Copper: All China, all the time

Chinese imports for July were 291,000 tonnes, up 14% year-over-year. That was the fourth consecutive monthly increase and the highest level since last September. Moreover, the storied inventories sitting in bonded warehouses – which according to some accounts reached close to 1 million tonnes early this year – has been whittled down. One analyst says that the stockpile has fallen to 300,000 tonnes. If this is accurate, it would mean that the imported copper is being used for industrial purposes, rather than just being locked up in financing deals.

Exchange warehouse data also indicate a tightening market. Chart 2 shows that combined inventories at LME, Shanghai, and COMEX warehouses have fallen substantially over the past two months.

Another bullish factor for copper – of a longer-term nature – is rising production costs. Costs vary from region to region, but declining ore grades in the major mining centers, in addition to rising labor costs and higher energy costs everywhere, mean more expensive extraction. A case in point is Chile. The country produces about one third of the world’s copper. The Chilean state-owned mining company Codelco, which alone accounts for about 11% of global output, reported on Aug. 30 that cash production costs for the first half of 2013 were $1.71 per pound. That’s up from $1.47 in the first half of 2012.

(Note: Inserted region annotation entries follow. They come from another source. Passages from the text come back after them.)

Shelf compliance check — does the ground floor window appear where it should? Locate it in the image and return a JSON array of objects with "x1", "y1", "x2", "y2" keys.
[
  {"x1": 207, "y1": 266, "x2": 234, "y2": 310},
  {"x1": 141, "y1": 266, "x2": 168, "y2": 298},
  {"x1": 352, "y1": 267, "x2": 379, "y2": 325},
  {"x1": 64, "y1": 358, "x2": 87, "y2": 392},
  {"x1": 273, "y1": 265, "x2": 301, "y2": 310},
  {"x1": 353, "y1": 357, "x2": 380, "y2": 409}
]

On the bearish side of the equation, production has been strong, and without the single bullish factor of Chinese demand – large as it may be – surpluses will continue to expand. Chilean output has been down year-over-year in only one month this year – in April, by a modest 1.2%. For July, the most recent month for which data are available, output was an up an extraordinary 16.3% year-over-year. That brought year-to-date output to a gain of about 6.5%. That’s in line with early expectations, but still a very robust number.

In conclusion, it is a single-issue bull market. If Chinese imports were to back off again, there would be precious little to keep prices from collapsing. Still, history has shown that the Chinese phenomenon, for this and many other commodities, can last for sustained periods of time.

We advise using the recent setback in prices to cover short positions. This would replace our current protective stop of $3.45 per pound, basis nearest contract.